I think about connections. My past week has been overshadowed by the dismal outcome of the EU election in Germany. It wasn’t a surprise or groundbreaking news that the far-right would make huge gains and in turn the green and social democrats would plummet, also due to the thoroughly abhorrent performance of our government. But to see the map of Germany on the eve after the election, firmly and solidly painted in almost exclusively black and blue, a clearly visible line dividing east and west into more black here and more blue there territory, to have only the tiniest of green dots around the metropolises Hamburg and Berlin, that image will stay with me for a while and will take some time to process. Is this who we are now?

So I think about connection as I go through my text messages on monday morning after the election. I try to console friends (all of them not-real-German Germans, like myself, people of color, migrational history and all that. People who have been dreading this outcome for many years) who are afraid of sending their kids to school now, respond to messages of love, shared concern and vows of solidarity and support. I gratefully heart a message by a friend who insists that we should continue to make art and beautiful things, because otherwise we’d be losers.
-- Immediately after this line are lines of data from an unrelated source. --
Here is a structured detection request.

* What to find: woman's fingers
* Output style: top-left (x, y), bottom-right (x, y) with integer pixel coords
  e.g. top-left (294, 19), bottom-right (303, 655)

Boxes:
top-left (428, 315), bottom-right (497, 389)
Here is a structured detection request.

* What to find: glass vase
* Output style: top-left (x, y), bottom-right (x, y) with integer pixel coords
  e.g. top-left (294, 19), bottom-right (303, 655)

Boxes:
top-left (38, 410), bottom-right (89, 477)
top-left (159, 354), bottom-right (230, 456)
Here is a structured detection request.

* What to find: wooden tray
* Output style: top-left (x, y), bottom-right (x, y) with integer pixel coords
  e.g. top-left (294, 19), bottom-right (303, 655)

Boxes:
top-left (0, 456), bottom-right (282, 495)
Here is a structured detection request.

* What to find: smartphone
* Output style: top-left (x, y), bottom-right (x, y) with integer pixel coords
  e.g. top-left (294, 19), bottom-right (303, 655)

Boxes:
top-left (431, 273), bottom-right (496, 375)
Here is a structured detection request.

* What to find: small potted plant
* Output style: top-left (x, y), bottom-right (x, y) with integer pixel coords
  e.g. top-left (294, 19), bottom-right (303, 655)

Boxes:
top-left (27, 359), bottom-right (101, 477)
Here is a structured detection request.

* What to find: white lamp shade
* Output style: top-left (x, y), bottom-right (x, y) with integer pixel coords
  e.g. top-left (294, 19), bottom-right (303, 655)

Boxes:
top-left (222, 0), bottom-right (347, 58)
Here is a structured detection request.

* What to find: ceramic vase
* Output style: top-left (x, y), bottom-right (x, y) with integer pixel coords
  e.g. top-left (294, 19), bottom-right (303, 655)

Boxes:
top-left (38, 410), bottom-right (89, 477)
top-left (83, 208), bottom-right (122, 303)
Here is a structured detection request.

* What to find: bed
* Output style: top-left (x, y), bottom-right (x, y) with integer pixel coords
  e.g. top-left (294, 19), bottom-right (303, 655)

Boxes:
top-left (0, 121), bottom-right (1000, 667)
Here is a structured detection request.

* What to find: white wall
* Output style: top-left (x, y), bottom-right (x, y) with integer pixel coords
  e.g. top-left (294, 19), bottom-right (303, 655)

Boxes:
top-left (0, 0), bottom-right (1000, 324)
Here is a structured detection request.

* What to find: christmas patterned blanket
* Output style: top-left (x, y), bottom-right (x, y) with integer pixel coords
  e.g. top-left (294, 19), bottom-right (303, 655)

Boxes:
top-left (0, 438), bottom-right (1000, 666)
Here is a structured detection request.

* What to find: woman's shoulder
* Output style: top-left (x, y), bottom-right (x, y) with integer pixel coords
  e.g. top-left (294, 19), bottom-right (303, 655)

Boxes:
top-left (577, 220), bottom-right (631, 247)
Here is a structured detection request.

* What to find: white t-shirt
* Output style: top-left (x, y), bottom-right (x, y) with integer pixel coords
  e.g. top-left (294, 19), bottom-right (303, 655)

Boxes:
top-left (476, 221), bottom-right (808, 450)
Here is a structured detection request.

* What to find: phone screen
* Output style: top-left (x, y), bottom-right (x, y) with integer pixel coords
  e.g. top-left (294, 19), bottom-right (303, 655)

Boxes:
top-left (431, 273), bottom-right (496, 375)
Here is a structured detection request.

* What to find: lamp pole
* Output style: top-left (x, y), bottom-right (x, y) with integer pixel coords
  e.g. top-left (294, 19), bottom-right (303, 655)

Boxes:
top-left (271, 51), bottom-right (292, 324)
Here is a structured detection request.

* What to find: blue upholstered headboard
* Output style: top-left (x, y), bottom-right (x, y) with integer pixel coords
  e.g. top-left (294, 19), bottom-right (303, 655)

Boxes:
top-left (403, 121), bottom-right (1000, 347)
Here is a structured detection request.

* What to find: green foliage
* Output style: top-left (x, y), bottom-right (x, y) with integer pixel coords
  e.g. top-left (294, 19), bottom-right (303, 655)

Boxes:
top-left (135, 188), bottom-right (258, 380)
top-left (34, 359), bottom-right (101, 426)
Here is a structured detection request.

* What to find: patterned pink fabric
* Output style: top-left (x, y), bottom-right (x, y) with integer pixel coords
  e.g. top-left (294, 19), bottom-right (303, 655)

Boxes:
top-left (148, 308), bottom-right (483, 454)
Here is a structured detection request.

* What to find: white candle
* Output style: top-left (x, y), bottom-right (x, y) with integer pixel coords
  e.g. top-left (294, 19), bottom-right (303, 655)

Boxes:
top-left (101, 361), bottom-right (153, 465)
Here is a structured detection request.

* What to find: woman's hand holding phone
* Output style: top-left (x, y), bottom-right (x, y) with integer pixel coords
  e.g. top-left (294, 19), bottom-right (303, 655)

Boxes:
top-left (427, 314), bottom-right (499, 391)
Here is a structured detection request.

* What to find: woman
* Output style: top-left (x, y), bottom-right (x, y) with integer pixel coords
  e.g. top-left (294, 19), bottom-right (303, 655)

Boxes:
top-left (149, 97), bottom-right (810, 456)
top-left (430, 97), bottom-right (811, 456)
It feels good to be connected in this way, to feel the warm embrace of love, friendship and community. To share our fears, to send virtual hugs and also a few dumb jokes, because after all, how is this not also hilarious as much as it’s scary. Connections to those who understand the importance of these shared moments are what will keep us going. Or so I hope.
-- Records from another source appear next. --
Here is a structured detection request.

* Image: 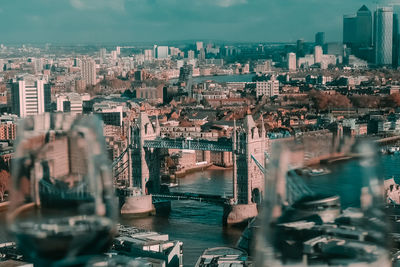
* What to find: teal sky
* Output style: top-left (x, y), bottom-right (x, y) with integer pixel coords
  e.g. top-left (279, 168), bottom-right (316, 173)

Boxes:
top-left (0, 0), bottom-right (394, 43)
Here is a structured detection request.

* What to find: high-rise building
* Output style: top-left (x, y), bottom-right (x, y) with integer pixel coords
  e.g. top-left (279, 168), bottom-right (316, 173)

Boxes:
top-left (392, 14), bottom-right (400, 68)
top-left (197, 48), bottom-right (206, 61)
top-left (100, 48), bottom-right (107, 59)
top-left (314, 45), bottom-right (322, 63)
top-left (188, 50), bottom-right (194, 60)
top-left (56, 93), bottom-right (90, 114)
top-left (156, 46), bottom-right (168, 59)
top-left (144, 49), bottom-right (153, 61)
top-left (356, 5), bottom-right (372, 47)
top-left (34, 58), bottom-right (43, 73)
top-left (315, 32), bottom-right (325, 46)
top-left (11, 75), bottom-right (51, 118)
top-left (374, 7), bottom-right (393, 65)
top-left (296, 39), bottom-right (306, 58)
top-left (196, 42), bottom-right (203, 51)
top-left (287, 53), bottom-right (296, 71)
top-left (81, 58), bottom-right (97, 85)
top-left (343, 15), bottom-right (357, 47)
top-left (256, 80), bottom-right (279, 97)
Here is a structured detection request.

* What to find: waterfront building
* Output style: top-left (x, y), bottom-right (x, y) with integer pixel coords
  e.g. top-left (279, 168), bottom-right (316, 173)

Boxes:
top-left (196, 42), bottom-right (203, 51)
top-left (343, 15), bottom-right (357, 47)
top-left (356, 5), bottom-right (372, 47)
top-left (256, 80), bottom-right (279, 97)
top-left (315, 32), bottom-right (325, 46)
top-left (374, 7), bottom-right (393, 65)
top-left (314, 45), bottom-right (322, 63)
top-left (11, 75), bottom-right (51, 118)
top-left (93, 101), bottom-right (124, 126)
top-left (154, 45), bottom-right (168, 59)
top-left (81, 58), bottom-right (97, 85)
top-left (188, 50), bottom-right (194, 60)
top-left (56, 93), bottom-right (90, 114)
top-left (287, 53), bottom-right (297, 71)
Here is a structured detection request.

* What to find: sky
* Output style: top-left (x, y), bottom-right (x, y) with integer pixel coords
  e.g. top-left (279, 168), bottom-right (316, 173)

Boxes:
top-left (0, 0), bottom-right (394, 43)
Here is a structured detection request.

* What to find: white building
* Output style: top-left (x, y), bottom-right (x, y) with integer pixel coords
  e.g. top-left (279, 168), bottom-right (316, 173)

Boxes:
top-left (375, 7), bottom-right (393, 65)
top-left (144, 49), bottom-right (153, 61)
top-left (314, 45), bottom-right (322, 63)
top-left (11, 75), bottom-right (51, 118)
top-left (156, 46), bottom-right (168, 59)
top-left (196, 42), bottom-right (203, 51)
top-left (287, 53), bottom-right (297, 71)
top-left (256, 80), bottom-right (279, 97)
top-left (56, 93), bottom-right (90, 114)
top-left (81, 58), bottom-right (97, 85)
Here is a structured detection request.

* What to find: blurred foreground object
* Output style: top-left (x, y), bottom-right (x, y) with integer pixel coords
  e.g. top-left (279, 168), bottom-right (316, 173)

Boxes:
top-left (255, 142), bottom-right (391, 267)
top-left (7, 113), bottom-right (117, 266)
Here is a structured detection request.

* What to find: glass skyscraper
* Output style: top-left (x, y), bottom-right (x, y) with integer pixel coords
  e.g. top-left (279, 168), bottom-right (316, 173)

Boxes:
top-left (374, 7), bottom-right (393, 65)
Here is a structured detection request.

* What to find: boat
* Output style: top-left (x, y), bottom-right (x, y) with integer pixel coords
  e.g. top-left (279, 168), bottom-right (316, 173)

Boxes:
top-left (161, 183), bottom-right (179, 188)
top-left (195, 247), bottom-right (253, 267)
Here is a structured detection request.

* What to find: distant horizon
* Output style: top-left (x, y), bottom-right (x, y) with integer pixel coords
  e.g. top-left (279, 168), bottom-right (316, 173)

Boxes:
top-left (0, 0), bottom-right (396, 44)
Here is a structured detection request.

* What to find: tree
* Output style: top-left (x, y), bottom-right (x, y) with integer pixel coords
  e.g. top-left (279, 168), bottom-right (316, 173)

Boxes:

Connection continues to be the theme of the rest of the week. I am off to more outings to this beautiful landscape surrounding Leeuwarden, I walk barefoot in the mud and on wet grass, I tip my toe into a chilly little lake. I press my feet into the ground, breath in and out and release my anxiety into the earth. I sit on a bench in the sun, stare into the clouds, feel the fresh breeze and a few drops of rain here and there, and all I can think is Alhamdulillah – Thank God. It’s this connection to the earth, to the elements that keeps me sane, here and also before, over the past months and years. Somehow, staring onto a large body of water for an hour just puts everything into perspective.

There’s another form of connection very prominently featured in Leeuwarden and the places around. I have developed a fascination with the bridges here, that get pulled up, so ships on the channels beneath can pass. The streets part, cars and bicycles and pedestrians are stopped and we wait. We wait for the bridge to slowly pull up, for ships and boats to slowly pass by. We wait and watch how one connection – the street – must make way for another connection – the water. “So do you think the bridge is now open or closed?” a friend asks me as we wait for some boats to pass. “It’s like the chicken or the egg”, I reply and it’s nice to know that we seem to see the same thing.
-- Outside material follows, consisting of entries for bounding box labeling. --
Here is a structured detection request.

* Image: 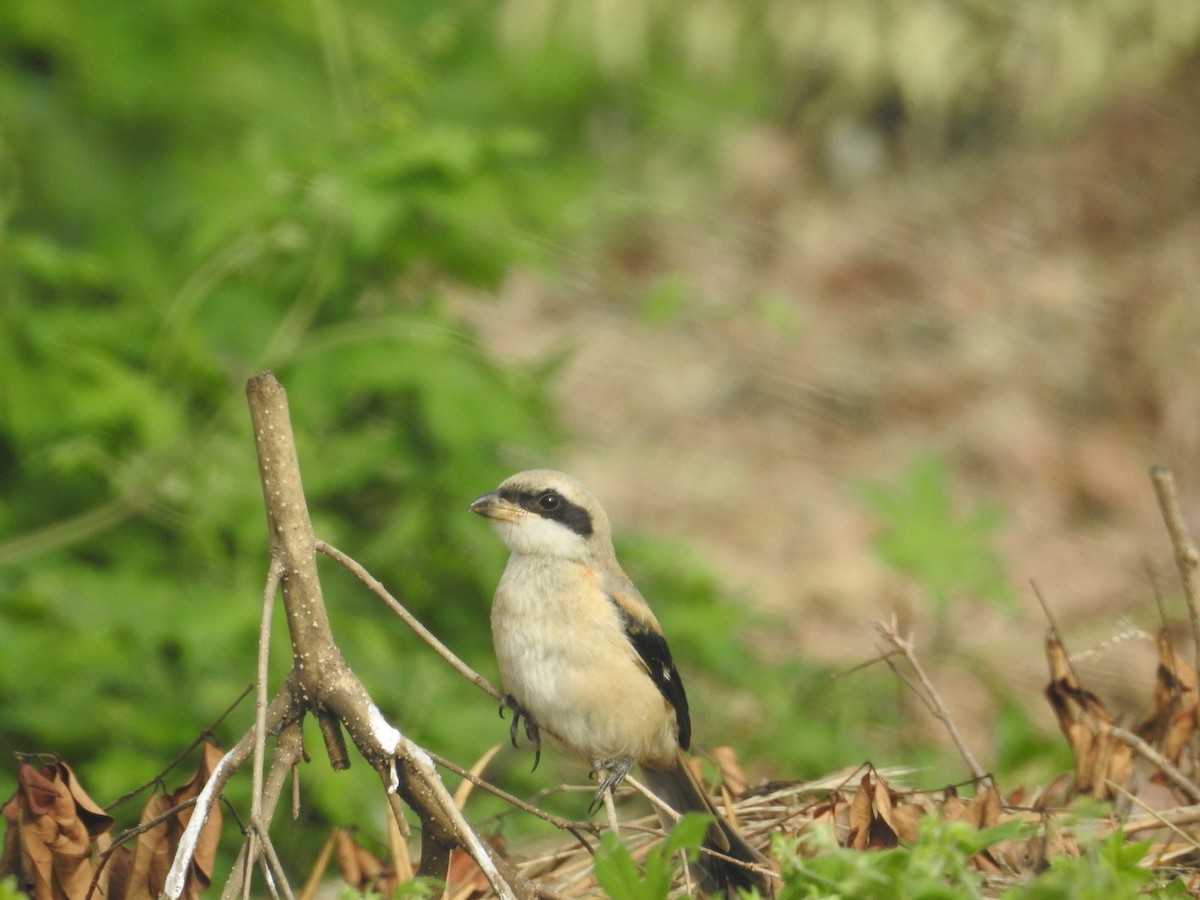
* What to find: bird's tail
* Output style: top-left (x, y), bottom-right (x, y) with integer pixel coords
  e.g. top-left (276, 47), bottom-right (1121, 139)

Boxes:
top-left (642, 750), bottom-right (774, 896)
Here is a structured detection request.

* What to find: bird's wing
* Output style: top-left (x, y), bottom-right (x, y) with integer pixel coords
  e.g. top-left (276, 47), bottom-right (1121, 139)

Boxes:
top-left (608, 586), bottom-right (691, 750)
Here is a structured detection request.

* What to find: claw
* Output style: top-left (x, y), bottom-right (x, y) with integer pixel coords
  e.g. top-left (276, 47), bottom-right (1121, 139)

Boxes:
top-left (500, 694), bottom-right (541, 772)
top-left (588, 756), bottom-right (634, 816)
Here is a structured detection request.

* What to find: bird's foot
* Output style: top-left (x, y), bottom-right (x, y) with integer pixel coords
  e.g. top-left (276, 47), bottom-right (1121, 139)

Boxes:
top-left (588, 756), bottom-right (634, 816)
top-left (500, 694), bottom-right (541, 772)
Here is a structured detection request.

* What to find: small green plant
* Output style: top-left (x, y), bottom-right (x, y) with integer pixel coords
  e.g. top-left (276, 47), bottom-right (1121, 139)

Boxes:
top-left (774, 816), bottom-right (1188, 900)
top-left (856, 456), bottom-right (1013, 637)
top-left (774, 816), bottom-right (1025, 900)
top-left (1003, 832), bottom-right (1188, 900)
top-left (595, 812), bottom-right (712, 900)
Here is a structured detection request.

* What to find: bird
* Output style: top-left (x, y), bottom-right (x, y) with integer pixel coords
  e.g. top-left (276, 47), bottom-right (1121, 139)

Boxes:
top-left (470, 469), bottom-right (772, 895)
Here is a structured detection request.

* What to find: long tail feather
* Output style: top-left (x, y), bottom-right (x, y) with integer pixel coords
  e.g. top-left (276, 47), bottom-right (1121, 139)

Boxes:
top-left (642, 752), bottom-right (773, 896)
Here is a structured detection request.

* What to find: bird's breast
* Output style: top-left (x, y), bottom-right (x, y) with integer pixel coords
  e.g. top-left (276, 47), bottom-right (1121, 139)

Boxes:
top-left (492, 557), bottom-right (676, 762)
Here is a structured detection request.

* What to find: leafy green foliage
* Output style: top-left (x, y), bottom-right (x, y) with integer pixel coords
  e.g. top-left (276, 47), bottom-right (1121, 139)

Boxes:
top-left (0, 0), bottom-right (566, 868)
top-left (1003, 832), bottom-right (1188, 900)
top-left (774, 816), bottom-right (1022, 900)
top-left (595, 812), bottom-right (712, 900)
top-left (857, 456), bottom-right (1012, 635)
top-left (774, 816), bottom-right (1187, 900)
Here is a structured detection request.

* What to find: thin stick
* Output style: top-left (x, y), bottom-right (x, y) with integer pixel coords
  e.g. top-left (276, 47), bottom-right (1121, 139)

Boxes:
top-left (1150, 466), bottom-right (1200, 665)
top-left (596, 770), bottom-right (620, 838)
top-left (317, 540), bottom-right (504, 701)
top-left (1110, 725), bottom-right (1200, 803)
top-left (242, 557), bottom-right (283, 900)
top-left (104, 684), bottom-right (254, 812)
top-left (875, 616), bottom-right (992, 785)
top-left (1104, 779), bottom-right (1200, 848)
top-left (426, 750), bottom-right (600, 846)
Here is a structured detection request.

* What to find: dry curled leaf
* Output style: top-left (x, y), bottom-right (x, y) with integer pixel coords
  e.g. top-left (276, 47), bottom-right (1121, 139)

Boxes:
top-left (109, 744), bottom-right (223, 900)
top-left (1045, 635), bottom-right (1133, 800)
top-left (0, 762), bottom-right (113, 900)
top-left (335, 828), bottom-right (396, 896)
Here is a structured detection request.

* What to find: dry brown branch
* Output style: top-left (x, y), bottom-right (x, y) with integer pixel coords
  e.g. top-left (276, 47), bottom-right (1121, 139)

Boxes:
top-left (1150, 466), bottom-right (1200, 666)
top-left (236, 373), bottom-right (530, 896)
top-left (875, 616), bottom-right (991, 786)
top-left (430, 752), bottom-right (600, 846)
top-left (317, 541), bottom-right (504, 701)
top-left (1109, 725), bottom-right (1200, 803)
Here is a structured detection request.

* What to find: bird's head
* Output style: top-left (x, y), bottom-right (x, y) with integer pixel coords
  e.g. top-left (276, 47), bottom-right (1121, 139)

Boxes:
top-left (470, 469), bottom-right (612, 560)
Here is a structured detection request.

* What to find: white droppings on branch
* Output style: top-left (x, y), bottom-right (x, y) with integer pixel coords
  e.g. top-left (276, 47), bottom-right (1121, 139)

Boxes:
top-left (161, 752), bottom-right (234, 900)
top-left (367, 703), bottom-right (404, 793)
In Harlingen there is a bridge that I find particularly fascinating. Its two halves get pulled away sideways and get pulled not at the same time but very slowly one after the other. It makes me think of human connections and relationships. Sometimes, one person pulls out and all there is left is another person hanging there, in thin air, waiting for the other half to come back. To bridge the gap and restore the connection. I have seen quite a few connections being broken over the past few months, connections I didn’t think would be that fragile. But we live in strange, scary times and sometimes, parts of some of those bridges just become too brittle to hold the weight being put on them. Luckily, there’s always another connection, another channel, another hand to be a bridge over troubled water.